Four years after backlash shut down the original staging of the play, David Finnigan’s Kill Climate Deniers has now opened in Sydney.
In 2014, Finnigan was commissioned by Canberra’s Aspen Island Theatre Company to write a play that explored climate change and Australian politics. He called the play Kill Climate Deniers, and was given a $19,000 grant from the ACT Government to develop it.
A small production from a relatively unknown playwright, it might’ve ended in a small run with a small audience. But then Andrew Bolt caught wind of it.
The Herald Sun columnist was not impressed:
“What sane government donates to a project urging others to kill fellow citizens, even as a “joke”?”
Despite the violent name, Finnegan claims the play is not a violent call to arms but rather “a pretty joyful comedy.”

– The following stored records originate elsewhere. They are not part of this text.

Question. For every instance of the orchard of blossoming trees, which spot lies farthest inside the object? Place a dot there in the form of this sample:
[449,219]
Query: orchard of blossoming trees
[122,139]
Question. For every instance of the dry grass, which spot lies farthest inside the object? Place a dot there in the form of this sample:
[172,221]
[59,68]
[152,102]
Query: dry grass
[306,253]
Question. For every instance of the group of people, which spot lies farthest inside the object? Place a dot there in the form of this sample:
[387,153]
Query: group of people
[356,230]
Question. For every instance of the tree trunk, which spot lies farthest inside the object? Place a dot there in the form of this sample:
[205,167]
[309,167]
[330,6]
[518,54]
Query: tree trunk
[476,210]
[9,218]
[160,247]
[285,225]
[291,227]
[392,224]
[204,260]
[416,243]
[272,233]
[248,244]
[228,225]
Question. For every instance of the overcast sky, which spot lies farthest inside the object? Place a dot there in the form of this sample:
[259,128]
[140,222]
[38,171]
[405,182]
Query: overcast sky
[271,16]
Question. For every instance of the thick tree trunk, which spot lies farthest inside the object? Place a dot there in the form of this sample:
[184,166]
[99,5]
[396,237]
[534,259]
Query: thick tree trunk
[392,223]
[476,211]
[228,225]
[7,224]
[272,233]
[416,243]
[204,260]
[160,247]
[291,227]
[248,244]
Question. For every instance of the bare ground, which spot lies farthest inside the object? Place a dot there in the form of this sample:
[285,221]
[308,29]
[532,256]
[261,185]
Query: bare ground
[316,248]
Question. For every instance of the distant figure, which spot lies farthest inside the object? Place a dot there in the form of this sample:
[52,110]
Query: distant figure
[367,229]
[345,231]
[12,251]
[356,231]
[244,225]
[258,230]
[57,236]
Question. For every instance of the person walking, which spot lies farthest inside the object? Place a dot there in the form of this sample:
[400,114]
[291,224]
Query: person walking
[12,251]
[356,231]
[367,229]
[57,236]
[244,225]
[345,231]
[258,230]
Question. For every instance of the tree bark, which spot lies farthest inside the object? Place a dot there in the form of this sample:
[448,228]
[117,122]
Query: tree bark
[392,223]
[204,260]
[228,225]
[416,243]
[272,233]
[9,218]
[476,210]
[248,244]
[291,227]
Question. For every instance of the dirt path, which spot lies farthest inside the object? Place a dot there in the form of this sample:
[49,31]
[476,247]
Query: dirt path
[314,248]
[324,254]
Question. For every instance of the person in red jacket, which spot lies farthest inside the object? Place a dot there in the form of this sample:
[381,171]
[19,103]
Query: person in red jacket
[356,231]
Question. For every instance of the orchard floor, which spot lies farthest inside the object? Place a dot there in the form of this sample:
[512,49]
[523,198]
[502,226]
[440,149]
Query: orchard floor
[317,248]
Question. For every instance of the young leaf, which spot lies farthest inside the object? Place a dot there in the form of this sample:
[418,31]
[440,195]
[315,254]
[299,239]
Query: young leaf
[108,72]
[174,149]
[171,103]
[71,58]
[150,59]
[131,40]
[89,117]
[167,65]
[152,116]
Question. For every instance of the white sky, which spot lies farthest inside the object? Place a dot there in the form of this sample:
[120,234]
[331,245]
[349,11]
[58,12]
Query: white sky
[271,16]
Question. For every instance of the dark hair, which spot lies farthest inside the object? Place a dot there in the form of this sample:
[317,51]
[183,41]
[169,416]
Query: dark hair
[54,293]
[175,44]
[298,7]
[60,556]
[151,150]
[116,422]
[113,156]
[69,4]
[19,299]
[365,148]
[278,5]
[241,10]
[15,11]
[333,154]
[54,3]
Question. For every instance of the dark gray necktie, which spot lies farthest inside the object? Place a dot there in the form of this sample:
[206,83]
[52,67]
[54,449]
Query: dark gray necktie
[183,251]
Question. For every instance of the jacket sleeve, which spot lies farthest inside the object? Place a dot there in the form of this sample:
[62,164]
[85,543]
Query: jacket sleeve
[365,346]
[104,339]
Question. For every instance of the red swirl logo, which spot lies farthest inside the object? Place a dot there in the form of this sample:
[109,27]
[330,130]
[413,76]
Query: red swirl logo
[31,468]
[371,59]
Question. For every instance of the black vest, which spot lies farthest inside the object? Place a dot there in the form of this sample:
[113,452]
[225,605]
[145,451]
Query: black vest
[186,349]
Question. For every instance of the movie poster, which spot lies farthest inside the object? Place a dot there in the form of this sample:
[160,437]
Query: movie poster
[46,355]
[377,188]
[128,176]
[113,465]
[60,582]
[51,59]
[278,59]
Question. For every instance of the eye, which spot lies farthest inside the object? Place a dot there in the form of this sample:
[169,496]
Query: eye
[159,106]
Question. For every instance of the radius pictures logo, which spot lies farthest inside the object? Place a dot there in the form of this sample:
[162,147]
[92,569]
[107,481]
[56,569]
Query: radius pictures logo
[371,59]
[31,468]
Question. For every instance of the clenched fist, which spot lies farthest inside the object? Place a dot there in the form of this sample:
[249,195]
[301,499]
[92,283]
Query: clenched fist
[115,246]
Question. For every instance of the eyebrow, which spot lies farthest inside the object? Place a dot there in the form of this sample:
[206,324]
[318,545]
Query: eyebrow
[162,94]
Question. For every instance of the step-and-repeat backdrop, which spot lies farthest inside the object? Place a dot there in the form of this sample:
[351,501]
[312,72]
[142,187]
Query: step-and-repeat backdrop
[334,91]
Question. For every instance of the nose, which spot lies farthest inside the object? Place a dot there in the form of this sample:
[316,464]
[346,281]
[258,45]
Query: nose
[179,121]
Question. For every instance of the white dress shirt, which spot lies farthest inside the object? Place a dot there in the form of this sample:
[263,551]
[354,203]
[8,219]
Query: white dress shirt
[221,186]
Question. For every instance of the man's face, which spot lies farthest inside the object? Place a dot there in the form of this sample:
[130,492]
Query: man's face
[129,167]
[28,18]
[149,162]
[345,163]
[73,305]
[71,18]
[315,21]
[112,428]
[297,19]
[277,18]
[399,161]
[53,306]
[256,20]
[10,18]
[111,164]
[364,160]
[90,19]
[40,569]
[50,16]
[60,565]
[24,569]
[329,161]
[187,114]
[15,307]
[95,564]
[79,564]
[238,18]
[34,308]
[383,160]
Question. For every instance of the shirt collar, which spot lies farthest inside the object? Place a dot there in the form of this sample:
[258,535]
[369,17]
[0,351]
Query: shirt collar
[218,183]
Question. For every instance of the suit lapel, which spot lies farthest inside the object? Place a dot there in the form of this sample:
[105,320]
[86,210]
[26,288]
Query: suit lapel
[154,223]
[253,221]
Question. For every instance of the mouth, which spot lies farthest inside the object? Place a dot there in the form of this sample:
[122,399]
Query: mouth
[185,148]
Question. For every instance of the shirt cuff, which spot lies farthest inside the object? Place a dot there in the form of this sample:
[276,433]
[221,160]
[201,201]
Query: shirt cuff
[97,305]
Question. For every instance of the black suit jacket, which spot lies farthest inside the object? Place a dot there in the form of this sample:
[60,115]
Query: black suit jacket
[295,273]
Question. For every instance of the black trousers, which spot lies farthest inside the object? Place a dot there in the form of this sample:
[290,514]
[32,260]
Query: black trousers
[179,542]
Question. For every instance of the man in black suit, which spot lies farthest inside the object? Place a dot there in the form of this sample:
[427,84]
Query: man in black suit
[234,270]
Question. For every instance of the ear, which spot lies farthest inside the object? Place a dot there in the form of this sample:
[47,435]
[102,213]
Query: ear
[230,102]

“It’s a high-octane action adventure thriller set in Parliament House,” he added.
Reich further wrote:
Sydney’s Griffin Theatre Company’s production of Kill Climate Deniers is the first full-scale mounting of the play, which won the company’s Griffin Award in 2017.
“I don’t think anyone is going to take this play literally,” he said.
The artistic director of Griffin Theatre Company, Lee Lewis, directed this staging of Kill Climate Deniers, which she described as having “a uniquely Australian train-smash structure”.
Lewis further said the play must ultimately be read as satire and that “satire is one of our most useful forms for critiquing really difficult politics.”
“It critiques the artist and the audience. It asks everybody to look at it through a different, lighter eye, in order to have the conversation, not the argument,” Lewis added.
“The play had a brief run last fall at the Garage Theater in Long Beach, California, but the latest staging represents the show’s first full-scale production,” the Washington Times said.